Dans ce contexte se pose en outre le problème, qui n'est pas propre à l'islam, du devenir des traditions religieuse de la planète, et de leur appropriation d'un monde moderne façonné par les occidentaux. Elles réalisent cette appropriation à partir de ce qu'elles sont. Pour les sociétés musulmanes, la situation psychologique est peu propice pour faire ce travail. Mais ce travail n'est pas du tout impossible. La Turquie est d'ailleurs la société qui le montre le mieux. Les effervescences de surface ne doivent pas être confondues avec cet effort fait en profondeur.
Il ne faut pas penser que l'histoire européenne se répétera dans les autres cultures, qui connaissent des parcours propres d'appropriation de la modernité occidentale. A cet égard, la thèse du retour du religieux n'est pas plausible, car il n'y a pas de société dans le monde qui refuse totalement cette modernité. C'est très visible en Inde, où le parti hindou est un parti modernisateur.
On a d'ailleurs fait remarquer que c'est l'AKP, un parti islamiste modéré, qui fait les réformes politiques nécessaires à l'entrée de la Turquie dans l'Union européenne.

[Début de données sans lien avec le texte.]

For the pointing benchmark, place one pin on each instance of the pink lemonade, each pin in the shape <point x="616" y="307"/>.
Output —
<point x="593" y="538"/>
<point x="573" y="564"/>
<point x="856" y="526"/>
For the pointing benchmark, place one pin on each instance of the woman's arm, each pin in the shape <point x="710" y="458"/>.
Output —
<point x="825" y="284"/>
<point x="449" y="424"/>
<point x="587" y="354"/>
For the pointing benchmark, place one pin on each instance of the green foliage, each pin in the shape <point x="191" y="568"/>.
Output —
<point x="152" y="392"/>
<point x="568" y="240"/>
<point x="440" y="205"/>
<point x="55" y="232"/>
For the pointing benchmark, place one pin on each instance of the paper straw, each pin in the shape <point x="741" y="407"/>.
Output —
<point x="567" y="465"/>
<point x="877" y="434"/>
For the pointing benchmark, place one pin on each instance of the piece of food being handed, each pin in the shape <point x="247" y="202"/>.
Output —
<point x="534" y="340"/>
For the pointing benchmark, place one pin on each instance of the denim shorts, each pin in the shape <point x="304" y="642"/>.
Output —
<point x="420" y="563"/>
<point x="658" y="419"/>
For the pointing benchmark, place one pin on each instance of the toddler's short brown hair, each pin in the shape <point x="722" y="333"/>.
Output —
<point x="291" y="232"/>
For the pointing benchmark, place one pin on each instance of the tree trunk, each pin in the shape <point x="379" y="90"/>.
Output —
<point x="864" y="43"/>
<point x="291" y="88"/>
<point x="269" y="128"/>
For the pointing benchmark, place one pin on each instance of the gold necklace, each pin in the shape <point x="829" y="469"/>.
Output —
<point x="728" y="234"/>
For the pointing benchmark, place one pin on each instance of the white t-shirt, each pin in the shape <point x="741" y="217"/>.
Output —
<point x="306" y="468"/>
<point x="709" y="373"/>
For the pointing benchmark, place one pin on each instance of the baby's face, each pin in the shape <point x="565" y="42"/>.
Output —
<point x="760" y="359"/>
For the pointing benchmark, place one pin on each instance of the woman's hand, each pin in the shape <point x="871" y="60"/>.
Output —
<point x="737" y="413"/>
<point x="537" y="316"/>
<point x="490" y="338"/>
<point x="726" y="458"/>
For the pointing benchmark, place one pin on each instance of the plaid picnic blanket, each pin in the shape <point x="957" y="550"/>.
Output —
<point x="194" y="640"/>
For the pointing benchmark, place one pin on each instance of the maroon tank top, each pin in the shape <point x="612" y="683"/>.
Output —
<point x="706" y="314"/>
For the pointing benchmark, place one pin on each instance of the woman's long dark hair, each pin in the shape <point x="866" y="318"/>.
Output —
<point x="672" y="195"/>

M.G. : Il les fait sans les faire, dans certaines limites, d'une manière sélective qui en dit très long. Mais ce qui est vrai, c'est que c'est une situation tout à fait singulière. La Turquie s'est construite comme un Etat autoritaire, militaire, où l'armée a été le dépositaire, depuis Atatürk, d'une certaine légitimité nationale. La démocratisation de la société turque semble donc passer par l'islamisme. La société turque, en se démocratisant, tend à s'islamiser. Ce ne sont pas les mêmes qui ont fait la laïcité et les mêmes qui font les réformes destinées à l'entrée dans l'Europe. Mais l'élément clé, ici, ce n'est pas l'islam, c'est la conscience et l'intérêt national turc. L'AKP joue tout à fait sciemment cette carte nationaliste face à l'armée. C'est un phénomène très ambigu qui n'entre pas dans les catégories spontanées dans lesquelles les européens comprennent le processus politique.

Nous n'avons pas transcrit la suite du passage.